Half of respondents say they have SAP S/4HANA embedded analytics in scope for tax and compliance for the next 24 months. SAP Document and Reporting Compliance is in scope for 42%, while SAP Business Technology Platform is in scope for 34%.

That shows tax teams are not only looking for standalone compliance tools. They are looking for an architecture that connects core ERP data, statutory reporting, e-invoicing, analytics, integration, and third-party tax engines without creating another layer of fragmentation.

The third-party tax engine data points in the same direction. Vertex and Thomson Reuters ONESOURCE each show 37% adoption among respondents, followed by a broader field of tax, e-invoicing, and compliance specialists. But the report also shows a meaningful share of respondents are not using, or are not sure whether they are using, a third-party tax engine.
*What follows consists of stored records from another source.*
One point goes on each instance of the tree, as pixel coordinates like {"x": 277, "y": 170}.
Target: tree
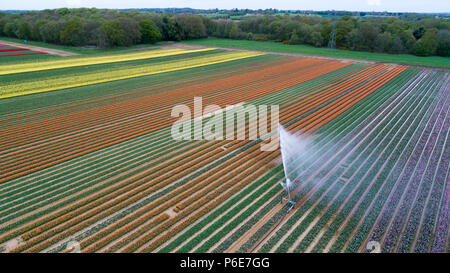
{"x": 316, "y": 39}
{"x": 408, "y": 40}
{"x": 294, "y": 40}
{"x": 383, "y": 42}
{"x": 344, "y": 26}
{"x": 115, "y": 35}
{"x": 427, "y": 45}
{"x": 73, "y": 32}
{"x": 24, "y": 31}
{"x": 150, "y": 32}
{"x": 234, "y": 32}
{"x": 419, "y": 32}
{"x": 444, "y": 43}
{"x": 10, "y": 29}
{"x": 170, "y": 30}
{"x": 50, "y": 32}
{"x": 396, "y": 46}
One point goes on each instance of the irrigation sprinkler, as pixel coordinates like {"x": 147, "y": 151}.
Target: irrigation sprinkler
{"x": 286, "y": 154}
{"x": 288, "y": 199}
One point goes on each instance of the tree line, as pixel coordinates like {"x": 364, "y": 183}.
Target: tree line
{"x": 422, "y": 36}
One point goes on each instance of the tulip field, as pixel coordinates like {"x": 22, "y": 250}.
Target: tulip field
{"x": 8, "y": 51}
{"x": 87, "y": 156}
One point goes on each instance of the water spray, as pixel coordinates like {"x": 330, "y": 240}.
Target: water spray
{"x": 286, "y": 154}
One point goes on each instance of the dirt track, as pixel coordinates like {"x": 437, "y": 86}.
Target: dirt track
{"x": 40, "y": 49}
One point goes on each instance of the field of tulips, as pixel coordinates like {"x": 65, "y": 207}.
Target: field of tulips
{"x": 6, "y": 51}
{"x": 86, "y": 155}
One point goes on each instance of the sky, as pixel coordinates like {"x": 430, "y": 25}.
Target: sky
{"x": 352, "y": 5}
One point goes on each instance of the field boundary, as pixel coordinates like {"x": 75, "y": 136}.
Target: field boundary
{"x": 197, "y": 46}
{"x": 50, "y": 51}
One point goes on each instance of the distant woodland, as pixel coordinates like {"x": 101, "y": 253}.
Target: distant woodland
{"x": 408, "y": 33}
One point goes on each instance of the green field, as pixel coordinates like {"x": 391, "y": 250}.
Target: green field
{"x": 82, "y": 50}
{"x": 435, "y": 61}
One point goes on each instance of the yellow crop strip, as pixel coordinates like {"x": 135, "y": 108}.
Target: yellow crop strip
{"x": 73, "y": 62}
{"x": 69, "y": 81}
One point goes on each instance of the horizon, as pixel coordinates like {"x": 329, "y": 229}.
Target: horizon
{"x": 412, "y": 6}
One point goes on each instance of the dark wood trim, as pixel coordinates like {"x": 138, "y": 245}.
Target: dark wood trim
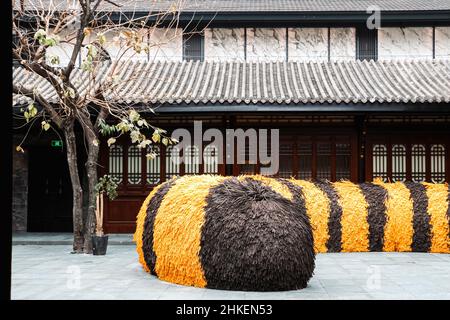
{"x": 293, "y": 18}
{"x": 325, "y": 108}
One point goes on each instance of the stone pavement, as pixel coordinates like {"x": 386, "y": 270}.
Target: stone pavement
{"x": 52, "y": 272}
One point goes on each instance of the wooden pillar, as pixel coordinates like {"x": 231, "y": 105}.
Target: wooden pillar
{"x": 229, "y": 122}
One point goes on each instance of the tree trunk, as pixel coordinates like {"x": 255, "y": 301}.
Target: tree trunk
{"x": 91, "y": 170}
{"x": 76, "y": 188}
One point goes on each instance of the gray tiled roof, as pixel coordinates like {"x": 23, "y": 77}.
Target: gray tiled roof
{"x": 271, "y": 5}
{"x": 406, "y": 81}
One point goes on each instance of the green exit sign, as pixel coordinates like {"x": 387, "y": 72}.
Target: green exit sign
{"x": 57, "y": 143}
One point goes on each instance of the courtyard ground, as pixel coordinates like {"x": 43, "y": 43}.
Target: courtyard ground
{"x": 42, "y": 269}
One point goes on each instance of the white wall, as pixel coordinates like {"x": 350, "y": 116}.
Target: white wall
{"x": 342, "y": 44}
{"x": 266, "y": 44}
{"x": 308, "y": 44}
{"x": 225, "y": 44}
{"x": 166, "y": 44}
{"x": 401, "y": 43}
{"x": 442, "y": 42}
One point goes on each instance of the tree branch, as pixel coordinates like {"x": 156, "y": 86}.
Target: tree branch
{"x": 56, "y": 118}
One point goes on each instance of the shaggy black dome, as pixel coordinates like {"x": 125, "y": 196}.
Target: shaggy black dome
{"x": 254, "y": 239}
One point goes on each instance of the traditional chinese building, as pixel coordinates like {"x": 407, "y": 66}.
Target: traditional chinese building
{"x": 351, "y": 102}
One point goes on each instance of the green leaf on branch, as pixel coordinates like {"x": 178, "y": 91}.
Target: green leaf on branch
{"x": 111, "y": 141}
{"x": 156, "y": 137}
{"x": 150, "y": 156}
{"x": 45, "y": 125}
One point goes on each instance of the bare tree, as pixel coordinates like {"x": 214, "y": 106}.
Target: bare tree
{"x": 68, "y": 43}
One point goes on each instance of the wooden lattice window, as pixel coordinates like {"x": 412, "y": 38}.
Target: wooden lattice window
{"x": 324, "y": 161}
{"x": 305, "y": 161}
{"x": 134, "y": 165}
{"x": 191, "y": 162}
{"x": 398, "y": 162}
{"x": 172, "y": 162}
{"x": 379, "y": 157}
{"x": 211, "y": 160}
{"x": 405, "y": 161}
{"x": 418, "y": 163}
{"x": 116, "y": 163}
{"x": 154, "y": 166}
{"x": 286, "y": 161}
{"x": 343, "y": 161}
{"x": 437, "y": 163}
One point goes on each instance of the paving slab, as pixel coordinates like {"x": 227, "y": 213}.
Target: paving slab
{"x": 48, "y": 272}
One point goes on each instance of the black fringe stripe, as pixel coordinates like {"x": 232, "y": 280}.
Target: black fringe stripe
{"x": 334, "y": 243}
{"x": 152, "y": 210}
{"x": 297, "y": 194}
{"x": 253, "y": 239}
{"x": 375, "y": 196}
{"x": 421, "y": 241}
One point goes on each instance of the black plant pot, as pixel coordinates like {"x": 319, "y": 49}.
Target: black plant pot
{"x": 99, "y": 245}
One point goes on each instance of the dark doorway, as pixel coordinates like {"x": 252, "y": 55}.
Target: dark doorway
{"x": 50, "y": 191}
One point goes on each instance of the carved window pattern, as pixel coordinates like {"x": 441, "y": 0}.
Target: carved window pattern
{"x": 437, "y": 163}
{"x": 191, "y": 164}
{"x": 172, "y": 162}
{"x": 285, "y": 161}
{"x": 418, "y": 163}
{"x": 324, "y": 161}
{"x": 134, "y": 165}
{"x": 305, "y": 161}
{"x": 154, "y": 166}
{"x": 343, "y": 160}
{"x": 248, "y": 167}
{"x": 398, "y": 162}
{"x": 380, "y": 161}
{"x": 116, "y": 163}
{"x": 211, "y": 159}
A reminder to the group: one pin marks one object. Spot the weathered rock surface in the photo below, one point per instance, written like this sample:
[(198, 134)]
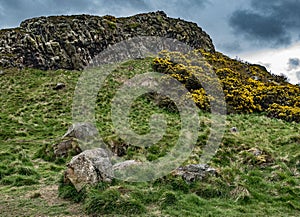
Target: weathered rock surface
[(78, 132), (89, 167), (93, 166), (71, 42), (194, 172)]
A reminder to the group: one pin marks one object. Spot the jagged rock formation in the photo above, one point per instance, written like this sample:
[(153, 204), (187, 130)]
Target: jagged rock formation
[(70, 42)]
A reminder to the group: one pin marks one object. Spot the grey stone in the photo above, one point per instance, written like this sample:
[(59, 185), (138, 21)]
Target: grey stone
[(194, 172), (89, 168), (82, 131), (78, 39)]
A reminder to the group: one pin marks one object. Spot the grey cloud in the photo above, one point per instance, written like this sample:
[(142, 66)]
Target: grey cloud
[(298, 76), (14, 11), (294, 63), (274, 22)]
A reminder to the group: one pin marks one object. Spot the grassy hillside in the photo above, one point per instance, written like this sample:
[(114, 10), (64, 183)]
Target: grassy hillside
[(34, 116)]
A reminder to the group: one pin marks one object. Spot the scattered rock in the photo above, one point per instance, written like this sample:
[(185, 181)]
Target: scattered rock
[(194, 172), (82, 131), (89, 167), (234, 130), (59, 86), (66, 148), (76, 133)]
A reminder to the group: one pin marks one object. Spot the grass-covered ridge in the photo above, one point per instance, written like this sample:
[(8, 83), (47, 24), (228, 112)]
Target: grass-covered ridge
[(34, 115)]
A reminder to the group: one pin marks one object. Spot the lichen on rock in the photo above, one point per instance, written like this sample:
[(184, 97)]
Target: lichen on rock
[(71, 42)]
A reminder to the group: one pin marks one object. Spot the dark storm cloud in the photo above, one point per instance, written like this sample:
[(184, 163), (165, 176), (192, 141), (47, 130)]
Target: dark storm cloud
[(12, 12), (298, 76), (274, 22), (294, 63)]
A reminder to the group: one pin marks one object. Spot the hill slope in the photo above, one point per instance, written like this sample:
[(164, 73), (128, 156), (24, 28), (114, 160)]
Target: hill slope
[(257, 163)]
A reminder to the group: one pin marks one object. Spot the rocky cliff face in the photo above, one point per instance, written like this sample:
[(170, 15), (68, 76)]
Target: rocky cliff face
[(70, 42)]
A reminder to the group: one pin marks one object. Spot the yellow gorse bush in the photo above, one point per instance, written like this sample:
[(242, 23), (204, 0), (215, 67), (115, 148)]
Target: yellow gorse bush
[(248, 88)]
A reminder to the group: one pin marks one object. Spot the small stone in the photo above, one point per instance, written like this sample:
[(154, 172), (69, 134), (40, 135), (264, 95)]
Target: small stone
[(234, 130), (195, 172), (59, 86)]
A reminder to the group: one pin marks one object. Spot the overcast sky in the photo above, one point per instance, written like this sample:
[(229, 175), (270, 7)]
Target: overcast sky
[(258, 31)]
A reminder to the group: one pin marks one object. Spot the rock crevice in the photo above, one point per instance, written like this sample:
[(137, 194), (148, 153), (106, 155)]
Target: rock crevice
[(71, 42)]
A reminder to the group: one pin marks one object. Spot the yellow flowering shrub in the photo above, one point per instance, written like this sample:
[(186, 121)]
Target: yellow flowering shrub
[(247, 88)]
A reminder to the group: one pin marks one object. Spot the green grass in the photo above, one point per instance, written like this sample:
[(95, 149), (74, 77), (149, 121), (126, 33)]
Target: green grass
[(34, 116)]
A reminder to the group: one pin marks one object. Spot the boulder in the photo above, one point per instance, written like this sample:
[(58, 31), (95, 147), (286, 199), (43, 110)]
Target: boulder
[(195, 172), (70, 142), (89, 167)]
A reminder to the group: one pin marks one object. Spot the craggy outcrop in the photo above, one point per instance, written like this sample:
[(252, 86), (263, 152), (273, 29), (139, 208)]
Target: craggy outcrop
[(70, 42)]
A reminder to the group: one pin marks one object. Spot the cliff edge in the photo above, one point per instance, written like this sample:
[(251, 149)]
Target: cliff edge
[(70, 42)]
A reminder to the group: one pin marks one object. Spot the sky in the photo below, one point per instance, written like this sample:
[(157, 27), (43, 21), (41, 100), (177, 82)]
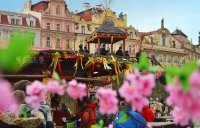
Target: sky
[(144, 15)]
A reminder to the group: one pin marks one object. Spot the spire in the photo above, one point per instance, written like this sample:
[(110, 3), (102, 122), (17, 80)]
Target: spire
[(27, 5), (162, 23)]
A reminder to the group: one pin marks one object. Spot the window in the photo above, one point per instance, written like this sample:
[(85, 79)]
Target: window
[(163, 40), (33, 41), (58, 43), (48, 26), (31, 23), (83, 29), (57, 10), (174, 44), (12, 21), (0, 33), (67, 44), (58, 27), (17, 21), (48, 42), (131, 35), (129, 48), (67, 28)]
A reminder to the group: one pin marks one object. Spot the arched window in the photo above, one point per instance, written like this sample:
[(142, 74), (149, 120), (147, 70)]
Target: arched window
[(83, 29), (57, 10), (131, 35), (67, 28)]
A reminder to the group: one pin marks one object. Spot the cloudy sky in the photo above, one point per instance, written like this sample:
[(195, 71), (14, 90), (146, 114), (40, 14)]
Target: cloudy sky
[(144, 15)]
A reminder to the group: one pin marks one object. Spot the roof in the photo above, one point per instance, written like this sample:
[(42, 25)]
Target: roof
[(179, 32), (42, 5), (107, 33), (87, 14), (4, 18), (109, 27)]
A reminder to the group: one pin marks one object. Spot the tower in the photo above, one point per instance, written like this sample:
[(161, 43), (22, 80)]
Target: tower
[(27, 5)]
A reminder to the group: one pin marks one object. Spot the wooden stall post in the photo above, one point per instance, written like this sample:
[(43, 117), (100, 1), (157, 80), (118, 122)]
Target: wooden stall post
[(124, 48), (98, 50)]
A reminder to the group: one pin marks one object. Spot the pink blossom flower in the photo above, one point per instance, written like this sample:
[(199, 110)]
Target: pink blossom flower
[(127, 91), (186, 100), (7, 101), (180, 117), (145, 84), (36, 94), (138, 102), (54, 87), (108, 102), (76, 90)]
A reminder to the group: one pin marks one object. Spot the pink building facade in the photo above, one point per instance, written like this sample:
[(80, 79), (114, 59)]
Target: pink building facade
[(56, 22)]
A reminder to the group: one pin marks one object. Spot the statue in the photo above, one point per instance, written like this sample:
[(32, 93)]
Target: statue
[(121, 15), (162, 23)]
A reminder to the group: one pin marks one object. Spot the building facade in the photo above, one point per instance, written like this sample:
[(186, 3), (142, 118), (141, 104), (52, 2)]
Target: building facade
[(57, 24), (11, 21), (168, 48)]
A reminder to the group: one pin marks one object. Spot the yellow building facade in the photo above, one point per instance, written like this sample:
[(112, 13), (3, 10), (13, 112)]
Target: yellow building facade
[(168, 48)]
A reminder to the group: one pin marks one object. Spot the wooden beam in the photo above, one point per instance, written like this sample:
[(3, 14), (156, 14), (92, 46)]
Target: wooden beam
[(98, 50), (124, 48), (89, 47), (25, 76)]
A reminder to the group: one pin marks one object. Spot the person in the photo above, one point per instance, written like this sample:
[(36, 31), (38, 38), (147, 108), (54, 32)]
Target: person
[(30, 112), (127, 54), (135, 120), (81, 48), (119, 51), (88, 114), (45, 108), (86, 50), (103, 50), (148, 114)]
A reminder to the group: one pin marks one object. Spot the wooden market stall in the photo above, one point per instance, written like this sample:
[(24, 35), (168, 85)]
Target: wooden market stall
[(107, 33)]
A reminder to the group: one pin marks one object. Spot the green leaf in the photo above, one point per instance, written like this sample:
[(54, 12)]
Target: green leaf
[(169, 78), (124, 118), (154, 68), (18, 52), (143, 62), (56, 76), (100, 125)]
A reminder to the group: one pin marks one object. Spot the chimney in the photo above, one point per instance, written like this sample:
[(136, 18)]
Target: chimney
[(86, 6), (27, 5), (99, 7)]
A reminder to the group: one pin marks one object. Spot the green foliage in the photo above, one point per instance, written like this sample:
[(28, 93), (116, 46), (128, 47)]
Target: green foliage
[(18, 53), (99, 125), (144, 64), (124, 118), (56, 76), (183, 74)]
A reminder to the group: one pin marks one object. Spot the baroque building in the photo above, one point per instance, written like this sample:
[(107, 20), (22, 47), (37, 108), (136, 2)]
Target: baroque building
[(92, 18), (11, 21), (168, 48), (57, 24)]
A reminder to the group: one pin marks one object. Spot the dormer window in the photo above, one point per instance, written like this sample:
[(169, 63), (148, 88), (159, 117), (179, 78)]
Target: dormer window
[(48, 26), (131, 35), (57, 10), (58, 27), (13, 21), (31, 23), (67, 28), (83, 29), (17, 21)]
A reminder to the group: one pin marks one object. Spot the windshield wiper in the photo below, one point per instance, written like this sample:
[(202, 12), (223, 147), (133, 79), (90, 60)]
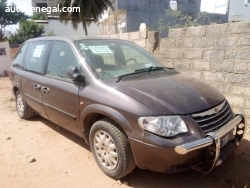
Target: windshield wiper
[(150, 69), (140, 71)]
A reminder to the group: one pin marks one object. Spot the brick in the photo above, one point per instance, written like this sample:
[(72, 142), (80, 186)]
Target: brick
[(242, 67), (214, 54), (134, 35), (144, 34), (124, 36), (140, 42), (239, 27), (182, 65), (243, 79), (223, 66), (194, 54), (245, 40), (194, 74), (217, 29), (223, 88), (196, 31), (173, 54), (204, 42), (176, 33), (167, 43), (241, 90), (216, 77), (235, 100), (168, 63), (243, 53), (199, 65), (185, 43), (227, 41)]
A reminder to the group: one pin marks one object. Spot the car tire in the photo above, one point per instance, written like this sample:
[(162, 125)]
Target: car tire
[(23, 110), (111, 149)]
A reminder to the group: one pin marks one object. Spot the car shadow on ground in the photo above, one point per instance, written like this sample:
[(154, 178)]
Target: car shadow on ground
[(234, 172)]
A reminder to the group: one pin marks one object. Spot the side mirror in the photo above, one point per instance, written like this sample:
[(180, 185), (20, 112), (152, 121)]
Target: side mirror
[(73, 74)]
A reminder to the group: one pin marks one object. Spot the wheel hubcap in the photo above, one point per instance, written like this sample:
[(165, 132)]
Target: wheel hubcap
[(105, 150), (20, 105)]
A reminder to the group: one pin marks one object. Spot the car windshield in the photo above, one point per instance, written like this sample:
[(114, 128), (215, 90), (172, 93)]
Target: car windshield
[(116, 58)]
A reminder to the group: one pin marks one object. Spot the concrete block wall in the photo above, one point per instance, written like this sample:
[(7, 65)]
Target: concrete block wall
[(146, 39), (216, 54)]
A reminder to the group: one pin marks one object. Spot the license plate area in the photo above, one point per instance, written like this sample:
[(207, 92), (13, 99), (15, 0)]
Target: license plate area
[(225, 139)]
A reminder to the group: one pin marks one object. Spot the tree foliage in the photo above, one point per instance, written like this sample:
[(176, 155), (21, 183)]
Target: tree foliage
[(38, 16), (90, 10), (27, 30), (8, 17)]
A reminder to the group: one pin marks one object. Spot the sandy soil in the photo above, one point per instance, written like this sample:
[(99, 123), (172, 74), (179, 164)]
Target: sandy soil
[(64, 160)]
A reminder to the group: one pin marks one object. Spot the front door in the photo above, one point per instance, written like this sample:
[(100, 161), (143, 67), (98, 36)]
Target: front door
[(32, 76), (60, 94)]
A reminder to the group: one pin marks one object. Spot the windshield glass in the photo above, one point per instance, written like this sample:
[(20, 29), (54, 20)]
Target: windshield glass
[(113, 58)]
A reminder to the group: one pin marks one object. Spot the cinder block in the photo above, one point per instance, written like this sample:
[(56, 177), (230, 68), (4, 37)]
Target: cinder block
[(185, 43), (201, 65), (242, 67), (223, 66), (214, 54), (167, 43), (239, 27), (227, 41), (194, 54), (217, 29), (196, 31), (215, 77), (182, 65), (204, 42), (243, 53), (177, 33)]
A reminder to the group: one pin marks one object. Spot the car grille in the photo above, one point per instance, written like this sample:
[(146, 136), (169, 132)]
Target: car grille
[(214, 118)]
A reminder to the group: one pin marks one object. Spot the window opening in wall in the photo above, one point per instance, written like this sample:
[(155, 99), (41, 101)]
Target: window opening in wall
[(2, 51)]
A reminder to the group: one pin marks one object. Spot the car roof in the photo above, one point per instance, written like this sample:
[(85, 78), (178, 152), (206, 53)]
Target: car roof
[(70, 39)]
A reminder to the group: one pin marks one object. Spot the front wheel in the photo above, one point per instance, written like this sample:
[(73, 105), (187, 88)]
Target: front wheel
[(23, 110), (111, 149)]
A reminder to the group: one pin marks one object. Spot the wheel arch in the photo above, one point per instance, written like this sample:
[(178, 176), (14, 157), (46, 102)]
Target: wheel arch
[(95, 112)]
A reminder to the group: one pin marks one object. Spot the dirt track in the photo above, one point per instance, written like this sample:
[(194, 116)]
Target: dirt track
[(64, 160)]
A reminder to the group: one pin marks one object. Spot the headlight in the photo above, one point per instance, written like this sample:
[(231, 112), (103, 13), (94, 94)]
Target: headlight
[(167, 126)]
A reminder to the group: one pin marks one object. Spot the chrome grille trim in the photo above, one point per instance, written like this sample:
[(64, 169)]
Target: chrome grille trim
[(213, 121)]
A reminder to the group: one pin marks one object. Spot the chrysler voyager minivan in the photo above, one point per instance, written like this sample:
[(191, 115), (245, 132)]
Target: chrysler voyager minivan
[(130, 108)]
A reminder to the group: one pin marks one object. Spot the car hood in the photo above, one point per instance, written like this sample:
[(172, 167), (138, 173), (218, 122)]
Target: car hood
[(169, 92)]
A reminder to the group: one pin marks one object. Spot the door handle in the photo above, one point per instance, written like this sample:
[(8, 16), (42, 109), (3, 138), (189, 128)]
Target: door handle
[(36, 86), (45, 90)]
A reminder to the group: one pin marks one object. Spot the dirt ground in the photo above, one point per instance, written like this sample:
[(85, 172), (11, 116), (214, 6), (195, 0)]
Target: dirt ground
[(64, 160)]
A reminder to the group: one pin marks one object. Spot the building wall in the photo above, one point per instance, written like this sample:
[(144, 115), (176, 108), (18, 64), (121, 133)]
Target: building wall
[(217, 54)]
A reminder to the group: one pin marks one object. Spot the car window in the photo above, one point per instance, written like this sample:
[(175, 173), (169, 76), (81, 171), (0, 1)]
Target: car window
[(18, 59), (61, 57), (35, 56)]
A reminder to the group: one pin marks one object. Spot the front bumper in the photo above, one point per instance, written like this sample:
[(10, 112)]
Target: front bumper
[(212, 141)]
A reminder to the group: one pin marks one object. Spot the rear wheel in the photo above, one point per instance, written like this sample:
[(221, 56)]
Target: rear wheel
[(23, 110), (111, 149)]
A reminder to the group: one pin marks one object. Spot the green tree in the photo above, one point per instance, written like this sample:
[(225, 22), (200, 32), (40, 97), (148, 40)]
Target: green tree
[(9, 15), (38, 16), (27, 30), (90, 10)]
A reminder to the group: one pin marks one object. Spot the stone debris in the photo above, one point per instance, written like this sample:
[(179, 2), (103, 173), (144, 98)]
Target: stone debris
[(32, 160)]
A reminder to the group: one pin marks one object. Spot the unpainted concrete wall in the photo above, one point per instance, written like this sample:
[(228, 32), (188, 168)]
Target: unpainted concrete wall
[(217, 54)]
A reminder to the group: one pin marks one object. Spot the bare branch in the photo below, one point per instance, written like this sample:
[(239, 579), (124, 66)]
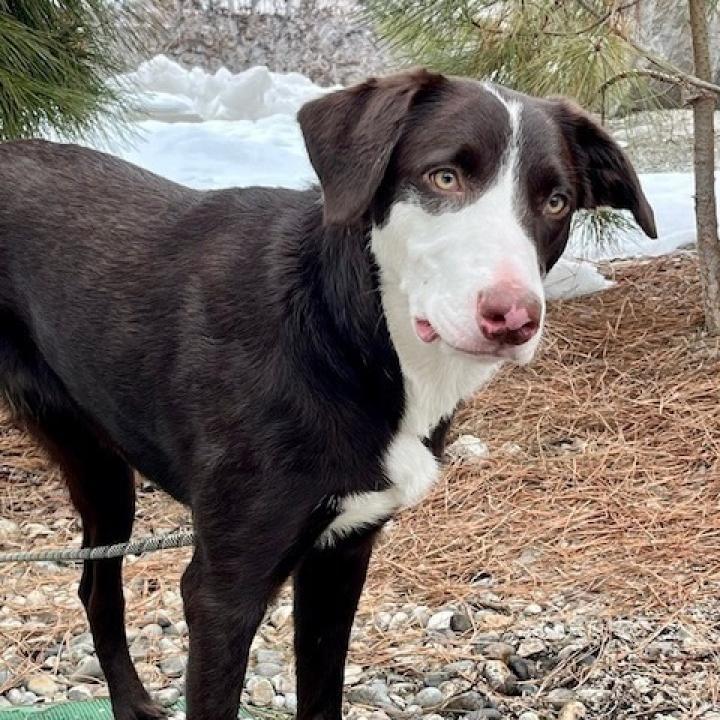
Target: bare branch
[(666, 67)]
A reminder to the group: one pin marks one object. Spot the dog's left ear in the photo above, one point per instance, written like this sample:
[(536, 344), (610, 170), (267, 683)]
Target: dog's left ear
[(350, 136), (606, 177)]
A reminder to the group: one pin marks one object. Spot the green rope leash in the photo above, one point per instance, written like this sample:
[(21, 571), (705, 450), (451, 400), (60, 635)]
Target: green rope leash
[(151, 543)]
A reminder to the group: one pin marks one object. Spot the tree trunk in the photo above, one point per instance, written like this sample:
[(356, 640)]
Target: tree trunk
[(704, 156)]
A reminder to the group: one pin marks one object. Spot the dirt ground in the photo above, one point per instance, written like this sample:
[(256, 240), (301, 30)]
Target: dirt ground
[(600, 489)]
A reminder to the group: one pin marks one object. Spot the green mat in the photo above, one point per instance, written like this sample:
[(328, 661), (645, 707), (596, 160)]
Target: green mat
[(97, 710)]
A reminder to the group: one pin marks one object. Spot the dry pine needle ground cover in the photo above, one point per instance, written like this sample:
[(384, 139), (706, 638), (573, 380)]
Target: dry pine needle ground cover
[(601, 483)]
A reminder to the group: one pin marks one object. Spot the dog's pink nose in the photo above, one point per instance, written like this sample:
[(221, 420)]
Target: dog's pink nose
[(509, 315)]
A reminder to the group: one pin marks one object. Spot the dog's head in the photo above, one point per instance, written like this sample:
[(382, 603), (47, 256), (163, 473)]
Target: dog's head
[(469, 190)]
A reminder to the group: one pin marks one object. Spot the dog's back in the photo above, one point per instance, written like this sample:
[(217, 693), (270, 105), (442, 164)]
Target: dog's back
[(108, 276)]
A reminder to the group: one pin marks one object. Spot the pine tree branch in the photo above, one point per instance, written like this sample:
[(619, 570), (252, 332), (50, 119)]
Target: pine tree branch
[(663, 63)]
That uncertainty is a warning sign for ERP leaders. Tax technology stacks have to be rationalized and governed before they can support faster regulatory response, AI-assisted compliance, or real-time reporting. A company cannot modernize global tax management if it does not have a clear view of which systems determine tax, which systems report it, and which teams own the data in between.

Analysis

What this means: SAP tax architecture is becoming more platform-driven. The focus on SAP S/4HANA embedded analytics, SAP Document and Reporting Compliance, and SAP BTP shows tax teams want compliance capabilities connected to the ERP core rather than scattered across disconnected tools. SAP customers who use the next 24 months to clarify which tax capabilities belong in the core, which require third-party engines, and how governance will work across both will be better prepared for future modernization initiatives.